CeBIT 2014

ERP zwischen Konsolidierung und Innovation

07.03.2014
Von 
Martin Bayer ist Chefredakteur von COMPUTERWOCHE, CIO und CSO. Spezialgebiet Business-Software: Business Intelligence, Big Data, CRM, ECM und ERP.
In fast allen Unternehmen bildet das ERP-System den Kern der Business-IT. Während die Anwender darum bemüht sind, diesen zu konsolidieren und standardisieren, arbeiten die Anbieter mit Hochdruck an den Flanken der ERP-Infrastrukturen an Innovationen rund um Social, Mobile und Analytics.

Zwei Trends bestimmen derzeit die ERP-Welt: Auf der einen Seite sind die Anwender darum bemüht, ihre Kernsysteme zu konsolidieren und zu harmonisieren, um die Basis ihrer Business-Applikationen möglichst effizient und reibungslos betreiben zu können. Primäres Ziel dabei: Die Komplexität der ERP-Landschaften, die sich in den vergangenen Jahren immer weiter verschärft und den Anwendern das Leben schwer gemacht hat, zu verringern.

ERP zwischen Konsolidierung und Innovation
ERP zwischen Konsolidierung und Innovation
Foto: Sergey Nivens, Fotolia.com

Auf der anderen Seite dreht sich viel darum, die ERP-Systeme funktional auszubauen, um eine breitere Prozesspalette in den Unternehmen unterstützen zu können. Dieser Ausbau hat mit Softwareprojekten aus der Vergangenheit jedoch wenig gemein.

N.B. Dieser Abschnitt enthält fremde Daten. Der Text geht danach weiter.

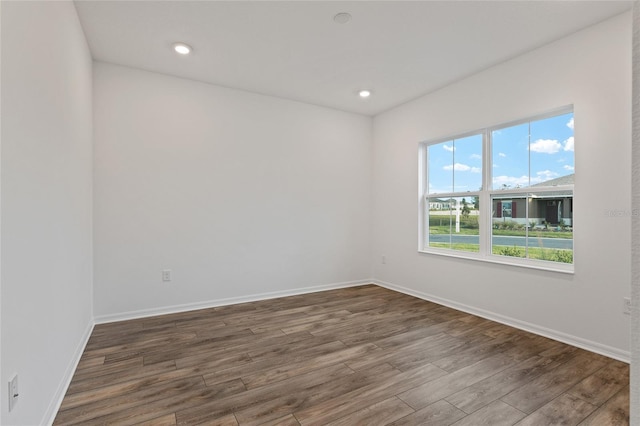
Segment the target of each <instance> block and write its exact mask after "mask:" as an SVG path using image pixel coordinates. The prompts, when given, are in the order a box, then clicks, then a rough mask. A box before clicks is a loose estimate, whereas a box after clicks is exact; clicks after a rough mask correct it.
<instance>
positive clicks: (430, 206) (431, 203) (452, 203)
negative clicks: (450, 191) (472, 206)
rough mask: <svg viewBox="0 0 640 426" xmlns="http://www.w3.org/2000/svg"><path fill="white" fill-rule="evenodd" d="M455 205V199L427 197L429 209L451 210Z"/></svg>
mask: <svg viewBox="0 0 640 426" xmlns="http://www.w3.org/2000/svg"><path fill="white" fill-rule="evenodd" d="M455 207H456V200H454V199H448V200H441V199H439V198H433V199H429V210H451V209H454V208H455Z"/></svg>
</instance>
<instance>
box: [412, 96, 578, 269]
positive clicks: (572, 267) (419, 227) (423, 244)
mask: <svg viewBox="0 0 640 426" xmlns="http://www.w3.org/2000/svg"><path fill="white" fill-rule="evenodd" d="M569 113H574V114H575V112H574V108H573V105H568V106H565V107H562V108H558V109H554V110H552V111H548V112H546V113H542V114H538V115H534V116H531V117H527V118H525V119H520V120H515V121H510V122H507V123H503V124H499V125H495V126H491V127H486V128H483V129H479V130H476V131H471V132H466V133H460V134H456V135H455V136H451V137H444V138H438V139H434V140H429V141H423V142H420V144H419V148H418V218H419V220H418V252H419V253H421V254H425V255H438V256H446V257H453V258H459V259H468V260H476V261H482V262H488V263H495V264H500V265H509V266H517V267H523V268H531V269H541V270H545V271H551V272H559V273H566V274H574V273H575V263H576V257H575V240H574V248H573V263H570V264H569V263H561V262H550V261H544V260H537V259H530V258H519V257H510V256H500V255H494V254H493V253H492V247H491V229H492V214H491V206H492V202H491V197H492V196H493V195H495V194H499V193H508V194H514V195H518V194H522V195H523V196H526V195H527V194H530V193H532V192H551V191H553V192H555V191H571V192H572V194H573V198H574V199H575V191H574V185H558V186H542V187H531V186H528V187H524V188H509V189H508V190H502V189H493V188H491V186H492V185H491V182H492V174H491V173H492V170H491V168H490V167H487V164H491V159H492V158H493V157H492V152H491V148H492V141H491V133H492V132H493V131H495V130H500V129H503V128H506V127H512V126H517V125H520V124H523V123H528V122H532V121H538V120H544V119H546V118H551V117H555V116H558V115H563V114H569ZM478 134H479V135H482V156H483V159H482V169H483V170H482V189H481V190H480V191H469V192H466V193H461V192H448V193H438V194H437V197H438V198H449V197H474V196H478V197H479V200H480V221H481V225H480V232H479V244H480V252H479V253H475V252H466V251H461V250H452V249H443V248H436V247H430V246H428V245H427V244H426V241H425V240H426V238H425V235H426V233H425V232H426V231H427V230H428V228H429V214H428V213H427V212H428V210H427V209H426V203H427V199H428V196H429V194H428V193H427V189H428V188H429V181H428V179H429V176H428V173H427V165H428V155H427V151H428V147H429V146H430V145H435V144H439V143H443V142H448V141H451V140H456V139H463V138H465V137H468V136H473V135H478ZM486 159H489V160H486ZM431 195H432V196H433V195H435V194H431ZM572 229H573V230H574V232H575V218H574V220H572Z"/></svg>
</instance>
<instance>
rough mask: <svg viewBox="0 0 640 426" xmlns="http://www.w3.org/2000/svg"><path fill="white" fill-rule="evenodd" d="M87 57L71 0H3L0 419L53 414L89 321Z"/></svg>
mask: <svg viewBox="0 0 640 426" xmlns="http://www.w3.org/2000/svg"><path fill="white" fill-rule="evenodd" d="M91 66H92V64H91V57H90V54H89V50H88V47H87V45H86V42H85V39H84V35H83V32H82V29H81V27H80V23H79V21H78V17H77V15H76V11H75V8H74V6H73V3H71V2H68V1H65V2H3V4H2V155H1V173H2V174H1V185H2V186H1V192H0V193H1V196H2V230H1V231H2V235H1V246H2V257H1V259H0V262H1V264H2V272H1V274H2V276H1V280H2V310H1V313H2V326H1V327H2V330H1V334H2V358H1V359H2V365H1V370H2V373H1V378H0V383H1V384H2V385H1V386H0V391H1V397H0V400H1V401H2V405H1V411H0V423H1V424H3V425H36V424H43V423H48V422H50V421H51V420H52V416H53V415H54V414H55V411H56V410H57V404H58V403H59V401H60V399H61V397H62V396H63V395H62V392H64V390H65V388H66V385H67V381H68V380H69V379H70V376H69V375H70V374H71V373H72V372H73V368H74V367H75V361H76V360H77V356H78V355H79V353H80V351H81V350H82V348H83V344H84V342H85V339H86V337H87V334H88V332H89V331H90V329H91V325H92V323H93V321H92V292H91V280H92V239H91V234H92V228H91V215H92V211H91V208H92V204H91V197H92V196H91V190H92V189H91V186H92V182H91V180H92V173H91V167H92V164H91V163H92V162H91V158H92V156H91V138H92V128H91V108H92V104H91V86H92V84H91V79H92V74H91ZM14 373H18V376H19V391H20V396H19V400H18V404H17V405H16V407H15V408H14V410H13V411H12V412H11V413H8V404H7V401H8V398H7V386H6V384H7V382H8V380H9V378H10V376H12V375H13V374H14Z"/></svg>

Von aufwendigen und langwierigen Vorhaben mit ungewissem Ausgang will heute kein IT-Verantwortlicher mehr etwas hören. Neue Funktionen sollen sich zügig und einfach an den ERP-Kern anflanschen lassen und schnell von den Usern genutzt werden können. Dabei kommen für die Anwenderunternehmen verstärkt auch neue Techniken und Bezugsmodelle ins Spiel wie mobile Lösungen und Apps sowie das Cloud-Computing.

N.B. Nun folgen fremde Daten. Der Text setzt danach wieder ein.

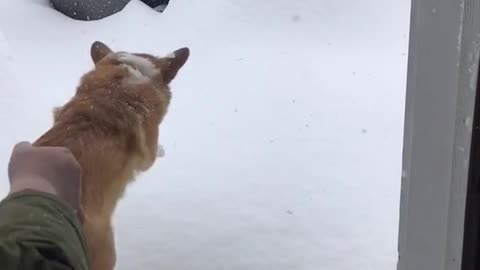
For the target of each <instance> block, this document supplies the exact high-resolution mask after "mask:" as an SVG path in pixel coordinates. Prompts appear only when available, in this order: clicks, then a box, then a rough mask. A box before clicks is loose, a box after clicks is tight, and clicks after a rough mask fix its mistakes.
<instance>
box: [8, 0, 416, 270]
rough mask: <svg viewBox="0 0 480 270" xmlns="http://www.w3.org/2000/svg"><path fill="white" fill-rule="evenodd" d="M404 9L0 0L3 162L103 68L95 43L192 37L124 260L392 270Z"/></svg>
mask: <svg viewBox="0 0 480 270" xmlns="http://www.w3.org/2000/svg"><path fill="white" fill-rule="evenodd" d="M409 9H410V3H409V1H404V0H393V1H383V0H364V1H349V0H322V1H319V0H297V1H293V0H288V1H287V0H275V1H274V0H269V1H256V0H243V1H234V0H211V1H193V0H174V1H171V3H170V5H169V6H168V7H167V9H166V10H165V11H164V12H163V13H158V12H156V11H155V10H152V9H150V8H148V7H147V6H146V5H144V4H143V3H141V2H139V1H132V2H131V3H130V4H129V5H128V6H127V7H126V8H125V9H124V10H123V11H122V12H120V13H118V14H116V15H115V16H112V17H108V18H106V19H104V20H100V21H91V22H80V21H74V20H71V19H69V18H67V17H65V16H63V15H61V14H60V13H58V12H55V11H54V10H52V9H51V8H50V7H49V6H48V5H47V4H46V1H45V0H16V1H6V0H0V89H1V90H2V99H0V108H1V109H0V110H1V113H0V120H1V121H2V124H3V128H2V130H4V132H2V134H1V135H0V136H1V143H0V150H2V153H3V154H2V155H0V165H1V166H3V167H4V168H6V164H7V161H8V158H9V154H10V151H11V147H12V146H13V144H14V143H15V142H17V141H19V140H34V139H36V138H37V137H38V136H40V135H41V134H42V132H44V131H46V130H47V128H48V127H49V126H50V125H51V122H52V113H51V112H52V108H53V107H54V106H58V105H61V104H62V103H64V102H65V101H66V100H67V99H68V98H70V97H71V96H72V95H73V93H74V90H75V87H76V85H77V83H78V81H79V78H80V76H81V75H82V74H83V73H84V72H86V71H88V70H89V69H90V68H92V66H93V64H92V62H91V59H90V56H89V50H90V45H91V44H92V42H93V41H95V40H99V41H102V42H104V43H106V44H107V45H108V46H110V47H111V48H112V49H113V50H122V51H129V52H145V53H152V54H157V55H164V54H165V53H168V52H170V51H173V50H175V49H177V48H181V47H189V48H190V49H191V56H190V58H189V60H188V61H187V63H186V65H185V66H184V67H183V68H182V69H181V70H180V72H179V73H178V75H177V78H176V79H175V80H174V81H173V83H172V91H173V99H172V104H171V107H170V110H169V113H168V114H167V116H166V119H165V122H164V123H163V124H162V125H161V134H160V142H159V143H161V144H162V145H163V146H164V147H165V150H166V151H168V152H169V153H168V155H166V156H165V157H163V158H161V159H160V160H159V161H158V162H157V163H156V164H155V165H154V167H153V168H152V169H151V170H150V171H148V172H147V173H145V174H143V175H141V176H140V177H139V178H138V179H137V181H136V182H135V183H134V184H132V185H131V186H130V187H129V189H128V191H127V194H126V197H125V198H124V199H123V200H122V201H121V203H120V205H119V207H118V211H117V213H116V215H115V234H116V242H117V246H118V265H117V269H176V270H186V269H198V270H220V269H230V270H236V269H242V270H245V269H249V270H265V269H276V270H287V269H288V270H290V269H298V270H319V269H322V270H323V269H325V270H330V269H331V270H353V269H369V270H386V269H395V266H396V260H397V233H398V221H399V198H400V182H401V176H402V169H401V156H402V142H403V116H404V105H405V104H404V103H405V97H404V96H405V87H406V67H407V49H408V28H409V18H410V15H409V14H410V13H409ZM367 131H368V132H367ZM5 177H6V174H5ZM7 182H8V181H7V180H6V179H5V180H4V181H2V182H1V184H0V191H1V192H2V195H5V194H6V192H7V191H8V183H7Z"/></svg>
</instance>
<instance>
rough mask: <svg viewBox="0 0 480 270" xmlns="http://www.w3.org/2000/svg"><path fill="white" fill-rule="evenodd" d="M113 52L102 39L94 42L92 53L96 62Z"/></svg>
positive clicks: (92, 45)
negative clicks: (112, 51) (101, 40)
mask: <svg viewBox="0 0 480 270" xmlns="http://www.w3.org/2000/svg"><path fill="white" fill-rule="evenodd" d="M111 52H112V50H110V48H109V47H108V46H107V45H105V44H103V43H102V42H100V41H95V42H93V43H92V47H91V48H90V55H91V56H92V60H93V62H94V63H95V64H96V63H97V62H98V61H100V60H102V58H104V57H105V56H107V55H108V54H109V53H111Z"/></svg>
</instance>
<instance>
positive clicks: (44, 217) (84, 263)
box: [0, 142, 89, 270]
mask: <svg viewBox="0 0 480 270" xmlns="http://www.w3.org/2000/svg"><path fill="white" fill-rule="evenodd" d="M8 175H9V179H10V193H9V195H8V196H7V197H6V198H5V199H3V200H2V201H1V202H0V269H5V270H16V269H22V270H29V269H39V270H49V269H56V270H63V269H71V270H84V269H88V266H89V259H88V257H87V252H86V242H85V239H84V236H83V232H82V227H81V221H82V220H83V211H82V207H81V204H80V198H81V168H80V166H79V164H78V162H77V161H76V159H75V157H74V156H73V155H72V153H71V152H70V151H69V150H68V149H66V148H62V147H33V146H32V145H31V144H29V143H26V142H23V143H19V144H17V145H16V146H15V148H14V149H13V152H12V155H11V158H10V162H9V166H8Z"/></svg>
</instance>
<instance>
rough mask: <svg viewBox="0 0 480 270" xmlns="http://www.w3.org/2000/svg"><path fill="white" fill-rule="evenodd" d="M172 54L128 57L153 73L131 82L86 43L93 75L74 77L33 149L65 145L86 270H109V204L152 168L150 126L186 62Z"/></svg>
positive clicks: (110, 228) (88, 72) (128, 79)
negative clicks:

Während sich die Softwareanbieter vor allem Hype-Themen wie Cloud-Computing und Mobility auf die Fahnen geschrieben haben - natürlich in erster Linie, um zusätzliches Geschäft an Land zu ziehen -, kämpfen viele Anwenderunternehmen nach wie vor mit unterschiedlichsten Hausaufgaben an der Basis ihrer ERP-Systeme. Die Deutschsprachige SAP-Anwendergruppe hatte erst kürzlich ihre Mitglieder gefragt, was deren Topthemen seien.

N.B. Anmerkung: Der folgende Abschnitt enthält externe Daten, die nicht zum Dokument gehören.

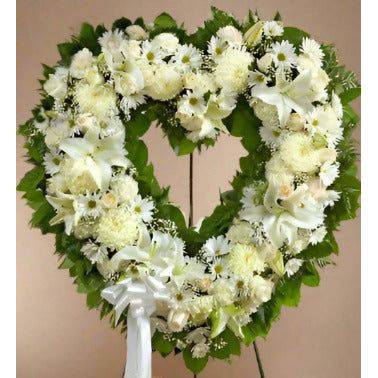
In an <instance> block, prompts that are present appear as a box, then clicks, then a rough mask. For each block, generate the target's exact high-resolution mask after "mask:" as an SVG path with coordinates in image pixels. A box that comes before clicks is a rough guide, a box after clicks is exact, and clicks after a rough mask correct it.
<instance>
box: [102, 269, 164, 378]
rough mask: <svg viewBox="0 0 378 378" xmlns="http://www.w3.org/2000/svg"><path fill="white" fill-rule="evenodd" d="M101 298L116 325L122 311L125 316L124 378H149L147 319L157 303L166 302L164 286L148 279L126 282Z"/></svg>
mask: <svg viewBox="0 0 378 378" xmlns="http://www.w3.org/2000/svg"><path fill="white" fill-rule="evenodd" d="M101 296H102V298H104V299H105V300H107V301H108V302H109V303H111V304H112V305H114V309H115V313H116V318H115V321H116V324H117V323H118V321H119V318H120V316H121V314H122V313H123V311H124V310H125V309H126V307H127V306H129V310H128V313H127V361H126V368H125V375H124V378H151V355H152V348H151V325H150V316H151V315H152V314H153V312H154V311H155V310H156V301H168V300H169V290H168V288H167V286H166V285H165V284H164V283H162V282H160V281H158V280H157V279H155V278H153V277H151V276H148V277H145V278H143V280H142V279H140V280H133V279H132V278H126V279H125V280H123V281H121V282H119V283H117V284H116V285H113V286H109V287H107V288H106V289H104V290H102V292H101Z"/></svg>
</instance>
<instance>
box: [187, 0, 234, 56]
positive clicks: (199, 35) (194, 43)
mask: <svg viewBox="0 0 378 378" xmlns="http://www.w3.org/2000/svg"><path fill="white" fill-rule="evenodd" d="M211 15H212V17H211V18H210V19H208V20H206V21H205V23H204V26H203V27H201V28H198V29H197V31H196V32H195V33H194V34H191V35H190V36H189V41H190V42H191V43H192V44H193V45H194V46H196V47H197V48H199V49H201V50H205V49H206V47H207V43H208V41H210V39H211V37H212V36H213V35H215V34H216V32H217V31H218V29H220V28H222V27H224V26H227V25H232V26H235V27H236V28H237V29H240V25H239V23H238V22H237V21H236V19H235V18H234V17H233V16H232V15H230V14H228V13H226V12H224V11H222V10H219V9H217V8H215V7H211Z"/></svg>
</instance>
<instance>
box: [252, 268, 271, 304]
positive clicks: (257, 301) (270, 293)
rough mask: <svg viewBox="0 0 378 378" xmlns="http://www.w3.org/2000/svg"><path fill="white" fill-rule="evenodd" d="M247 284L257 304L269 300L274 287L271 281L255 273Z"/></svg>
mask: <svg viewBox="0 0 378 378" xmlns="http://www.w3.org/2000/svg"><path fill="white" fill-rule="evenodd" d="M248 286H249V288H251V290H252V294H253V296H254V297H255V300H257V302H258V303H259V304H261V303H264V302H267V301H269V300H270V298H271V296H272V291H273V287H274V284H273V282H272V281H270V280H268V279H265V278H263V277H261V276H258V275H255V276H253V277H252V279H251V280H250V282H249V285H248Z"/></svg>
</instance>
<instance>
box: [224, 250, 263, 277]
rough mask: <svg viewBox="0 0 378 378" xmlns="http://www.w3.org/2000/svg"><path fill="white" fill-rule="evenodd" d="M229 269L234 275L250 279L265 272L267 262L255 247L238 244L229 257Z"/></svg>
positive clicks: (232, 251) (228, 255) (230, 253)
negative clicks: (258, 274) (259, 274)
mask: <svg viewBox="0 0 378 378" xmlns="http://www.w3.org/2000/svg"><path fill="white" fill-rule="evenodd" d="M228 267H229V269H230V271H231V272H232V273H233V274H235V275H237V276H240V277H241V278H243V279H248V278H249V277H252V275H253V274H254V273H261V272H262V271H264V269H265V261H264V259H263V258H262V256H260V254H259V252H258V250H257V249H256V248H255V247H254V246H252V245H247V244H236V245H235V246H234V247H233V248H232V249H231V251H230V253H229V255H228Z"/></svg>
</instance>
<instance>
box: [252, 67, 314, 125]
mask: <svg viewBox="0 0 378 378" xmlns="http://www.w3.org/2000/svg"><path fill="white" fill-rule="evenodd" d="M276 80H277V83H276V85H275V86H274V87H268V86H266V85H259V86H255V87H253V88H252V92H251V95H252V97H255V98H258V99H260V100H261V101H263V102H265V103H267V104H269V105H274V106H276V107H277V112H278V118H279V120H280V124H281V125H285V124H286V122H287V120H288V118H289V116H290V113H291V111H292V110H294V111H296V112H297V113H299V114H301V115H304V114H306V113H307V112H309V111H310V110H311V109H312V105H311V98H312V92H311V80H312V76H311V72H310V70H307V71H303V72H301V73H300V74H299V75H298V76H297V77H296V78H295V79H294V80H293V81H291V82H289V83H288V82H287V81H286V80H285V79H284V78H280V74H279V72H277V79H276Z"/></svg>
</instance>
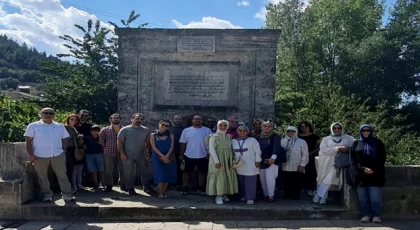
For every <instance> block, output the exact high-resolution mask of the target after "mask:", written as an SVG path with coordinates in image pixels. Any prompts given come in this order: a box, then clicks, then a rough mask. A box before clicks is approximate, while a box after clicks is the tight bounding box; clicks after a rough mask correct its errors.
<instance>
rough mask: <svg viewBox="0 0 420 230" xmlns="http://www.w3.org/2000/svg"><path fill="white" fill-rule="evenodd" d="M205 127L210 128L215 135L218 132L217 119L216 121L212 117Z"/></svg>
mask: <svg viewBox="0 0 420 230" xmlns="http://www.w3.org/2000/svg"><path fill="white" fill-rule="evenodd" d="M204 126H206V127H207V128H209V129H210V130H211V131H212V132H213V133H215V132H216V131H217V127H216V119H214V118H212V117H209V118H207V120H206V124H205V125H204Z"/></svg>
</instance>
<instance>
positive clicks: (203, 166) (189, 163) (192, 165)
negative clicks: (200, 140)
mask: <svg viewBox="0 0 420 230" xmlns="http://www.w3.org/2000/svg"><path fill="white" fill-rule="evenodd" d="M184 161H185V168H184V172H194V170H195V167H196V166H197V170H198V171H199V172H201V173H207V171H208V169H209V160H208V159H207V158H205V157H204V158H189V157H187V156H185V155H184Z"/></svg>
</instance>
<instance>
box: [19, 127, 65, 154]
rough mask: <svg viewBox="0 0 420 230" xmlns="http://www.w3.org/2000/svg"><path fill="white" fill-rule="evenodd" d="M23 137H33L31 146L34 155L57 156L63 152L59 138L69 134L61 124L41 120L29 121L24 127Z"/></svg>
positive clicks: (62, 152) (62, 148)
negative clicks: (25, 130) (24, 133)
mask: <svg viewBox="0 0 420 230" xmlns="http://www.w3.org/2000/svg"><path fill="white" fill-rule="evenodd" d="M23 135H24V136H25V137H33V140H32V146H33V150H34V155H35V156H37V157H41V158H49V157H56V156H59V155H60V154H61V153H63V152H64V150H63V145H62V142H61V140H62V139H65V138H68V137H69V136H70V135H69V133H68V132H67V130H66V128H65V127H64V125H63V124H61V123H57V122H54V121H53V122H52V123H51V124H48V123H45V122H44V121H42V120H39V121H36V122H33V123H30V124H29V125H28V127H27V128H26V131H25V134H23Z"/></svg>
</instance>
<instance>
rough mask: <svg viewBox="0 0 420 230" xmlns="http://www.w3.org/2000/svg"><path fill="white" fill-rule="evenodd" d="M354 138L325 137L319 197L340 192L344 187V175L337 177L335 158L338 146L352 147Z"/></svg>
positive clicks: (320, 155) (317, 191)
mask: <svg viewBox="0 0 420 230" xmlns="http://www.w3.org/2000/svg"><path fill="white" fill-rule="evenodd" d="M353 142H354V138H353V137H352V136H349V135H346V134H345V135H343V136H342V137H332V136H328V137H324V138H323V139H322V141H321V145H320V147H319V148H320V150H319V157H318V167H317V169H318V172H317V173H318V176H317V178H316V181H317V184H318V190H317V192H318V195H320V196H321V197H324V195H325V194H326V193H327V192H328V190H330V188H331V190H340V189H341V186H342V185H343V175H342V173H340V175H339V177H337V169H336V168H335V167H334V161H335V156H336V155H337V152H338V146H345V147H351V145H352V144H353Z"/></svg>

Das Ergebnis: Drei Viertel der über 400 befragten IT-Verantwortlichen nannten an dieser Stelle Aufgaben rund um die Harmonisierung und Konsolidierung ihrer IT-Landschaften. Gerade das Customizing der vergangenen Jahre und Jahrzehnte habe die Komplexität der ERP-Systeme drastisch erhöht, hieß es von Seiten der Anwendervertretung. Jetzt gehe es für die Anwender darum, die Software wieder in den Standard zurückzuführen und damit die ausufernden Probleme wieder in den Griff zu bekommen.

Neben der Harmonisierung und Konsolidierung dreht sich bei den Anwendern im Zusammenhang mit ERP auch viel um eine bessere Integration von Geschäftsprozessen. Das hat zuletzt eine Untersuchung von Pierre Audoin Consultants (PAC) im Auftrag des Softwareanbietzers Infor ergeben. "Bei uns laufen alle Informationen letztlich im ERP-System zusammen, sodass alle Prozesse - vom Auftrag bis zur Auslieferung - miteinander korrespondieren und effizient abgewickelt werden", zitieren die Studienautoren einen Teilnehmer. Es verwundert daher nicht, dass fast 90 Prozent der 100 befragten Unternehmen das Thema "integrierte Geschäftsprozesse" als "wichtig" (37 Prozent) beziehungsweise "sehr wichtig" (49 Prozent) bezeichneten.

ERP-Systeme spielen dabei eine zentrale Rolle. Unternehmen haben entsprechenden Software angeschafft und implementiert, um firmenweit standardisierte und integrierte Prozesse gewährleisten zu können. Doch offenbar gibt es an dieser Stelle Optimierungspotenzial, stellen die Analysten fest. Rund zwei Drittel der befragten Unternehmen bezeichneten den Wertbeitrag, den die Geschäftsanwendungen für die Umsetzung integrierter Geschäftsprozesse leisten, nur als befriedigend und schlechter. "Unsere Unternehmenssoftware ist übersteif und überhaupt nicht flexibel", wird ein anderer Umfrageteilnehmer zitiert. "Anpassungen an das Tagesgeschäft erfolgen nur mit sehr vielen Verrenkungen."

Doch obwohl die Anwender offensichtlich noch etliche Hausaufgaben zu erledigen haben, sind sie offen für neue Techniken. Beispielsweise hat die PAC-Umfrage ergeben, dass viele Unternehmen Collaboration als sinnvolle Ergänzung ihrer Unternehmenssoftware betrachten, um die Effizienz ihrer Prozesse zu steigern und die Produktivität der Mitarbeiter zu erhöhen. Außerdem plant das Gros der Anwender, in die mobile Nutzung ihrer Business-Anwendungen zu investieren.